I try to implement search in elasticsearch that should find specific term in one or more fields. Term can consist of one letter as well as of several letters or several words. And this term can be located in any part of the field. It's very similar to SQL query with where part such as this:
field1 like '%term%' or field2 like '%term%' or field3 like '%term%'
I might have many indices and many types so in order to not specify mapping for every field I decided to use dynamic templates. First of all I defined analysis part
"analysis" : {
"filter" : {
"word_delimiter_filter" : {
"type" : "word_delimiter"
},
"ngram_filter" : {
"type" : "nGram",
"min_gram" : "1",
"max_gram" : "50"
}
},
"analyzer" : {
"custom_search_analyzer" : {
"filter" : [ "lowercase", "word_delimiter_filter" ],
"type" : "custom",
"tokenizer" : "standard"
},
"ngram_analyzer" : {
"filter" : [ "lowercase", "word_delimiter_filter", "ngram_filter" ],
"type" : "custom",
"tokenizer" : "standard"
}
}
}
It gives me capability to match a term of variable length against any part of the field: the beginning, middle or end as well as whole words.
I decided to add all searchable fields in _all
field and to search a term in this only field.

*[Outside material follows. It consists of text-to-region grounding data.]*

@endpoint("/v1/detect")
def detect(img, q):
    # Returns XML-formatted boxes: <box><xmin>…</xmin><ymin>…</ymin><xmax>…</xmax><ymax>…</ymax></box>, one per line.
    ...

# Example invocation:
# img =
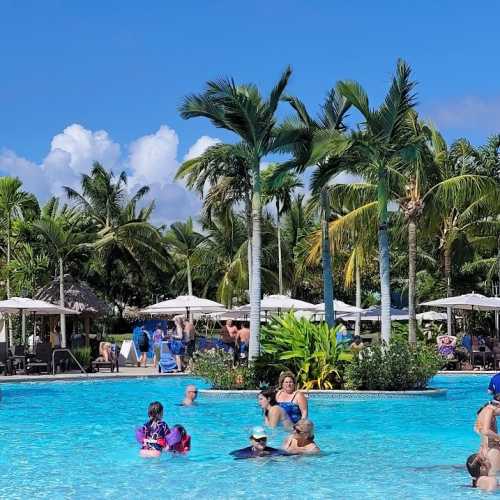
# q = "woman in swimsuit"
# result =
<box><xmin>282</xmin><ymin>418</ymin><xmax>320</xmax><ymax>455</ymax></box>
<box><xmin>275</xmin><ymin>371</ymin><xmax>308</xmax><ymax>424</ymax></box>
<box><xmin>258</xmin><ymin>389</ymin><xmax>292</xmax><ymax>429</ymax></box>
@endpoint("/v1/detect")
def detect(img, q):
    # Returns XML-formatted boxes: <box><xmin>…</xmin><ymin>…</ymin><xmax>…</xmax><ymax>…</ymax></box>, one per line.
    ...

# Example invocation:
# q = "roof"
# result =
<box><xmin>35</xmin><ymin>275</ymin><xmax>109</xmax><ymax>316</ymax></box>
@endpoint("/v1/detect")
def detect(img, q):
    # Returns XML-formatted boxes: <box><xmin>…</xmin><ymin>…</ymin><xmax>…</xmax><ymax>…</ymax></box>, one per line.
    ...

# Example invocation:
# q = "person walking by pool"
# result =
<box><xmin>230</xmin><ymin>426</ymin><xmax>287</xmax><ymax>459</ymax></box>
<box><xmin>183</xmin><ymin>319</ymin><xmax>196</xmax><ymax>362</ymax></box>
<box><xmin>139</xmin><ymin>401</ymin><xmax>170</xmax><ymax>458</ymax></box>
<box><xmin>276</xmin><ymin>371</ymin><xmax>308</xmax><ymax>424</ymax></box>
<box><xmin>282</xmin><ymin>419</ymin><xmax>320</xmax><ymax>455</ymax></box>
<box><xmin>138</xmin><ymin>327</ymin><xmax>150</xmax><ymax>368</ymax></box>
<box><xmin>236</xmin><ymin>322</ymin><xmax>250</xmax><ymax>362</ymax></box>
<box><xmin>152</xmin><ymin>324</ymin><xmax>164</xmax><ymax>369</ymax></box>
<box><xmin>220</xmin><ymin>319</ymin><xmax>238</xmax><ymax>353</ymax></box>
<box><xmin>181</xmin><ymin>385</ymin><xmax>198</xmax><ymax>406</ymax></box>
<box><xmin>466</xmin><ymin>453</ymin><xmax>499</xmax><ymax>492</ymax></box>
<box><xmin>258</xmin><ymin>389</ymin><xmax>292</xmax><ymax>429</ymax></box>
<box><xmin>50</xmin><ymin>326</ymin><xmax>62</xmax><ymax>349</ymax></box>
<box><xmin>172</xmin><ymin>315</ymin><xmax>185</xmax><ymax>372</ymax></box>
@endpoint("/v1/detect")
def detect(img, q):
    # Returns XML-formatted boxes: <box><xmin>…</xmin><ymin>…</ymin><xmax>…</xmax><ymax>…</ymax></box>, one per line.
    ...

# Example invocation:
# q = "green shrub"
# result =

So my dynamic template looks like
{
"mappings": {
"my_type": {
"_all" : {
"analyzer" : "ngram_analyzer",
"search_analyzer" : "custom_search_analyzer"
},
"dynamic_templates" : [{
"searchable_fields": {
"match_mapping_type" : "string",
"match": "field1|field2|field3",
"match_pattern": "regex",
"mapping": {
"type": "string",
"fields": {
"raw": {
"type": "string",
"index": "not_analyzed"
}
},
"analyzer" : "ngram_analyzer",
"search_analyzer" : "standard",
"include_in_all": true
}
}
}]
}
}
}
It works great when I have flattened JSON with no hierarchy. The problem arises when JSON is much more complex with several nested objects and arrays of objects. In these nested objects not all fields are searchable so I need to specify what fields I want to search in. I tried regex match
"match": "nested_field1\\.field2|nested_field2.field1"

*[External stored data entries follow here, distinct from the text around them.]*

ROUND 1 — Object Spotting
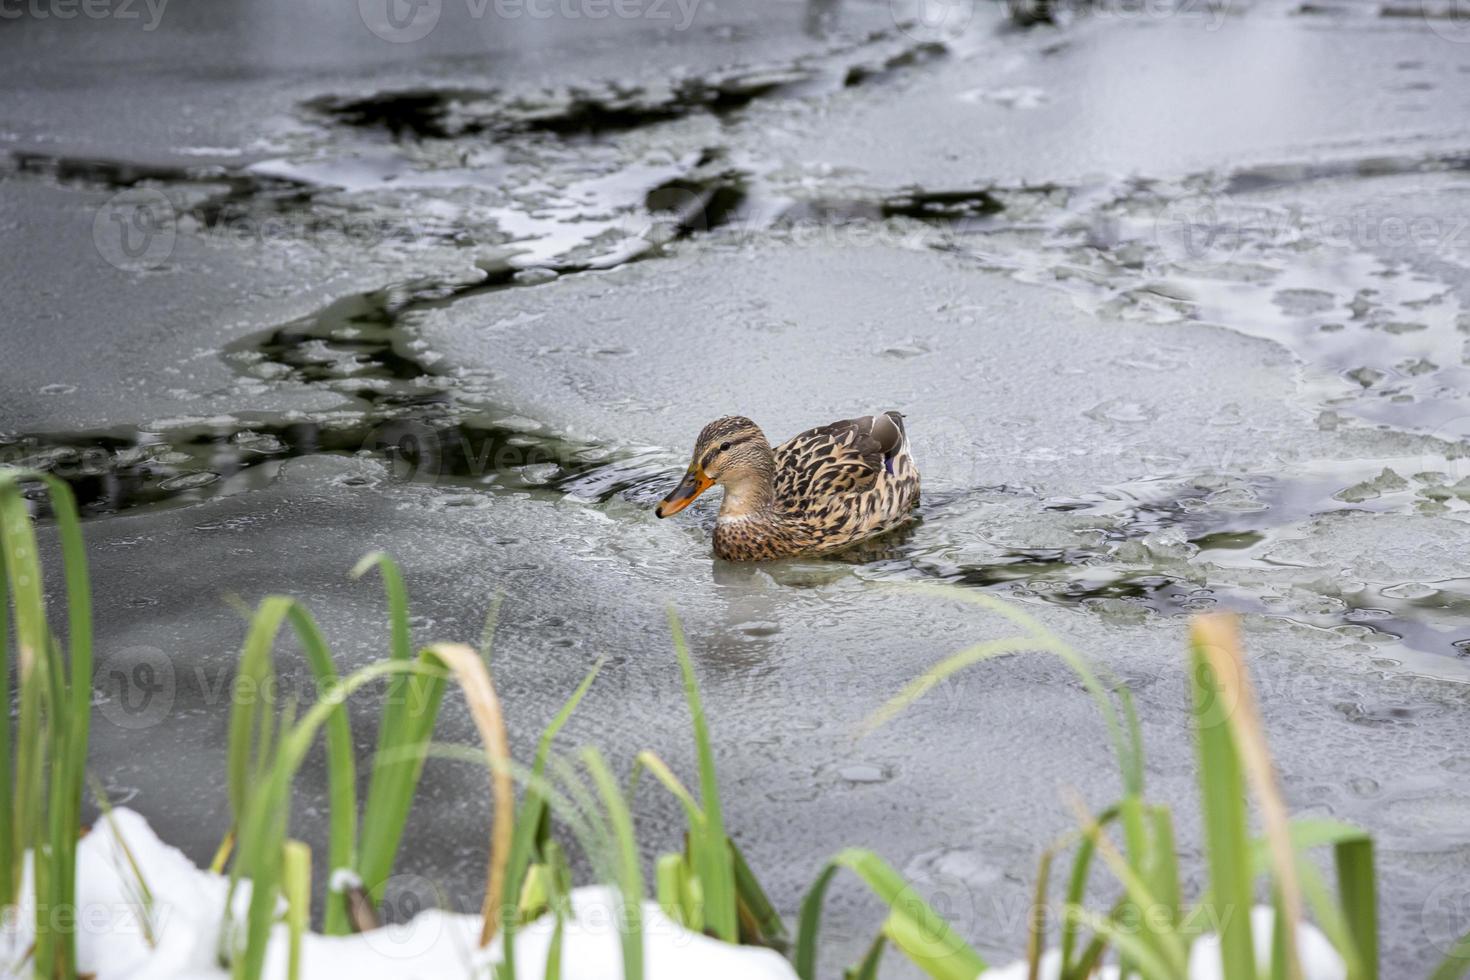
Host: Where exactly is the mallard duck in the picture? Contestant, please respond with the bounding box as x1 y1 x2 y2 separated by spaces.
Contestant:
654 412 921 561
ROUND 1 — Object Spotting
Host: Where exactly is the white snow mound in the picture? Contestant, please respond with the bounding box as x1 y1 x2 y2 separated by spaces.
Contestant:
0 808 797 980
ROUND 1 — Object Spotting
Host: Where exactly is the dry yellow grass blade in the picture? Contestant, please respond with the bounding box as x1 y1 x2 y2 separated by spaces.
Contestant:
423 642 514 947
1191 614 1303 980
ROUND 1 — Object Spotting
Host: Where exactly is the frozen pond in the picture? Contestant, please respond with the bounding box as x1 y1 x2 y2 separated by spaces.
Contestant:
4 0 1470 975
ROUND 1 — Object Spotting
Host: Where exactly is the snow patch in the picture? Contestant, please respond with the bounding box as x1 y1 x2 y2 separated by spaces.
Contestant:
1 809 797 980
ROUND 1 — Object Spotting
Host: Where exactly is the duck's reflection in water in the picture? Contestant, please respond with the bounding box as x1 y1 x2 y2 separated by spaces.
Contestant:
693 518 925 672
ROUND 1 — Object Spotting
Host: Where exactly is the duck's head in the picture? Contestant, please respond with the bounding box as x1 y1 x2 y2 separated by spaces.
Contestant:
655 416 773 519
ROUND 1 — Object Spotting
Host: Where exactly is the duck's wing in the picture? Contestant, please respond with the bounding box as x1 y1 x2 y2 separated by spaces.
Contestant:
773 412 906 505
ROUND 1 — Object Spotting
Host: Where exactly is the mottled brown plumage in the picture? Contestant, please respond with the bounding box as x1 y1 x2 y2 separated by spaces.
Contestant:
654 412 921 560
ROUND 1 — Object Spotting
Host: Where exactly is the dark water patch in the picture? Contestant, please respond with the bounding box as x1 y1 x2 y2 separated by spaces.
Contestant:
10 162 750 517
1222 150 1470 195
644 170 749 233
2 412 675 520
303 32 956 141
521 70 811 134
881 187 1006 222
8 149 330 231
3 167 748 521
225 269 528 400
843 42 948 87
1381 2 1469 19
1190 530 1265 551
3 149 446 247
776 186 1007 229
1004 0 1067 27
2 422 308 518
229 171 749 398
301 89 489 140
9 151 243 189
304 68 815 141
8 150 312 198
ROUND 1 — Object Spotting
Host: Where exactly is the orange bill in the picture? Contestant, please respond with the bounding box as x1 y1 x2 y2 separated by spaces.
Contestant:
655 465 714 518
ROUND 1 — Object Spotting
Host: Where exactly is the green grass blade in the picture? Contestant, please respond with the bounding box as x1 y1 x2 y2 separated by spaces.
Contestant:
1200 616 1305 980
517 863 550 922
846 933 886 980
232 658 433 980
580 747 644 980
1059 804 1118 973
1247 816 1375 978
1068 935 1109 980
0 534 11 907
350 551 412 663
531 660 602 848
656 853 687 926
0 473 50 908
501 659 601 976
1293 858 1361 980
1334 834 1377 980
282 605 357 935
679 860 705 935
1065 794 1188 977
226 597 291 823
732 838 788 948
40 633 69 978
0 470 96 978
1430 939 1470 980
667 608 737 943
39 475 93 978
233 767 292 980
283 840 311 980
630 750 703 828
223 596 359 935
884 907 979 979
1272 888 1289 980
1146 805 1181 933
542 839 572 980
1117 685 1145 799
796 848 985 980
1027 846 1054 980
1189 622 1257 980
1117 790 1151 977
352 551 417 898
355 664 447 904
543 910 565 980
543 753 618 891
1063 905 1176 980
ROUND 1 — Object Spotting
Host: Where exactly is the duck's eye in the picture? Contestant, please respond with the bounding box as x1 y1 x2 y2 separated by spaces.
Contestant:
719 441 731 452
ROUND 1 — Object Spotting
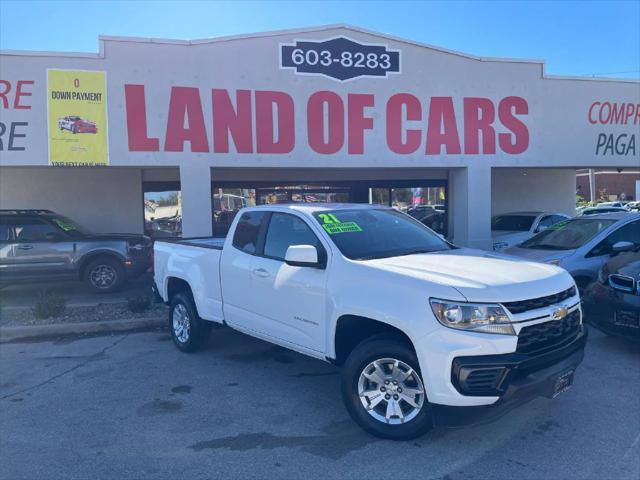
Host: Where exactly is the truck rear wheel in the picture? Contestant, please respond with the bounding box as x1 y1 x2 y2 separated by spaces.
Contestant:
341 337 433 440
169 292 211 352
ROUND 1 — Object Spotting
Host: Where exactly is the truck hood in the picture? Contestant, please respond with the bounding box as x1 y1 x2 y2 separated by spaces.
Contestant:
362 248 574 303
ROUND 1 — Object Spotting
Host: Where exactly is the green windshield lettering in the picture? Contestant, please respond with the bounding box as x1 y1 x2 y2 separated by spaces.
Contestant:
318 213 341 224
322 222 363 235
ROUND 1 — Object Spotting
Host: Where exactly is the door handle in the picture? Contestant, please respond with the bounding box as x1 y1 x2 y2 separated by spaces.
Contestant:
17 245 34 250
252 268 270 278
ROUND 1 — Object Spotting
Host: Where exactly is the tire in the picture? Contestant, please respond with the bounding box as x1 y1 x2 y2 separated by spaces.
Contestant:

but this didn't work. Also path_match
and path_unmatch
accept only one path. So I wonder how to implement match against several nested objects fields in order to add them in _all
field for search.
P.S. I also wonder is it an effective way to implement search with such requirements with match against _all
field or it's better to use multi_match
query?
Simple json looks like
{
"storeId": "15",
"title": "London Store",
"address": "15 Green Street London",
"description": "Some description",
"phone": "Some phone",
"country": "UK",
"dateCreated": 1382444820000
}
And more complex json
{
"orderId": "1",
"assistant": {
"id": "12",
"name": "John Doe"
},
"store": {
"id": "15",
"title": "London Store",
"address": "15 Green Street London"
},
"items": [{
"title": "Some Title",
"description": "Some description",
"attributes": {
"size": "L",
"colour": "black"
}
}],
"payments": [{
"paymentNumber": "SomeNumber",
"status": "Finished"
}]
}